“I’m concerned about the amount of time you’re spending either in skin, trying to be with me even though you’re not happy, or in fur staying close, or coming back to the tent when you should be out. When you’re in fur and I brush you or throw a ball for you, it doesn’t mean anything … romantic. It’s just friendly for me. Because of the shape you’re in. My thinking is not flexible like that. There’s such a disconnect. Intimate romantic or physical relationships with any of you happen for me because of the time we spend when you’re in a form like me—when my brain is tricked into saying, ‘human man,’ even though I know you’re not. Does that make sense?”
Jed only watched me. If I had to take a guess, I’d say the answer was, No. And maybe, Why would you want to think of us as worms? Yuck.

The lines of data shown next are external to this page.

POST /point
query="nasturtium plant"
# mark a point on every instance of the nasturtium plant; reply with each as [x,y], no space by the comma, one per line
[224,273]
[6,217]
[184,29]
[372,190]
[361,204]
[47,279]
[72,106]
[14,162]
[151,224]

“Okay … for right now, there are a couple things that would help us. First of all, when you spend time with me in skin, let’s talk. I want to know what you’re thinking about this. Second, what I really want is for you to enjoy your time here. We’re heading for the Tetons and Yellowstone today. You can’t tell me that’s not bucket list for you. Go out in fur and enjoy it. Help us find shamans. Please. You and I can talk when we’re back in England. If you have an idea for something that you would like that we can do together—not dinner, but maybe going for a walk, something simple—we can do that sometime. Not here. Here, be yourself and get the most out of this. All right?”
He inched his nose closer until he touched my hand on my pillow.
“You know … I think my petting you and brushing you is a ‘Do as I say, not as I do,’ situation. You’re seeing a physical connection in your mind that’s what I would be seeing if I was touching you in skin in my mind. Disconnect, see?”
He pressed his nose below my hand, wriggling in until it was over his muzzle and his nose was buried in the pillow.
I pulled my hand away. “You try to see things more from my perspective—which is that romantic relationships are skin exclusive. And I’ll try to see things more from yours—which doesn’t separate, right? You’re thinking of me like a wolf. And I’m thinking of you too much as a canine myself when you’re in that form, rather than saying to myself to think of you as the same person in either form and treat you the same. Which, if I did, would mean no petting. It’s not like I run my hands through your hair in skin.”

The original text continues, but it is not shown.